Personal information
- Full name: James Gerald Harle Moore
- Born: 18 September 1877 Kaihiku, Otago, New Zealand
- Died: 6 April 1933 (aged 55) St Peters, Sydney, New South Wales, Australia

Domestic team information
- 1905/06: Otago
- Source: ESPNcricinfo, 17 May 2016

= James Moore (New Zealand cricketer) =

New Zealand cricketer (1877–1933)

James Gerald Harle Moore (18 September 1877 – 6 April 1933) was a New Zealand cricketer. He played two first-class matches for Otago during the 1905–06 season.

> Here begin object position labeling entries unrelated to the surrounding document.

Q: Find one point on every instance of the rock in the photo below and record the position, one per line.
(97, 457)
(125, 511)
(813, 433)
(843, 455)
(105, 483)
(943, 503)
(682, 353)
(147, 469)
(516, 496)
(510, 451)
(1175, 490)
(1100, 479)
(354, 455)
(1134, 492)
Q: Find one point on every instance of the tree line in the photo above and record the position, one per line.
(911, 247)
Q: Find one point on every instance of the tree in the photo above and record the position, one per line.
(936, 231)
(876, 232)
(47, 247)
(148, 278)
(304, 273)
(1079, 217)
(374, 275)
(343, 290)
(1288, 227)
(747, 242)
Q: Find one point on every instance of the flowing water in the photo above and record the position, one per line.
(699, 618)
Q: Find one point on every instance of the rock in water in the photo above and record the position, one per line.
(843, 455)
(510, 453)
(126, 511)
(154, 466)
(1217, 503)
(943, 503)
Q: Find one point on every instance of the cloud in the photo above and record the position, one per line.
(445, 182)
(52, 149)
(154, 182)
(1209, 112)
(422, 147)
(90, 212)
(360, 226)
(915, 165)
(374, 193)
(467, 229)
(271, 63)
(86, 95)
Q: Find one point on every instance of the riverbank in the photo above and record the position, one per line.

Moore was born at Kaihiku in Otago in 1877 and later lived in the Caversham area of Dunedin. He served as a private in the Boer War in the 9th (Otago) Company, part of the 4th New Zealand Contingent. He later wrote a book, With the Fourth New Zealand Rough Riders, about his service in South Africa.

Moore played in both of Otago's first-class matches during the 1905–06 season, making a pair his debut for the representative side against Canterbury at Christchurch in a match starting on Christmas Day 1905. He fared little better against Auckland in early January, scoring one run in the first innings and recording another duck in the second.

Professionally Moore worked as a woolclasser at Mosgiel Woollen Mill and was for a time the representative of the New Zealand government in Argentina. He died at the Sydney suburb of St Peters in 1933 at the age of 55.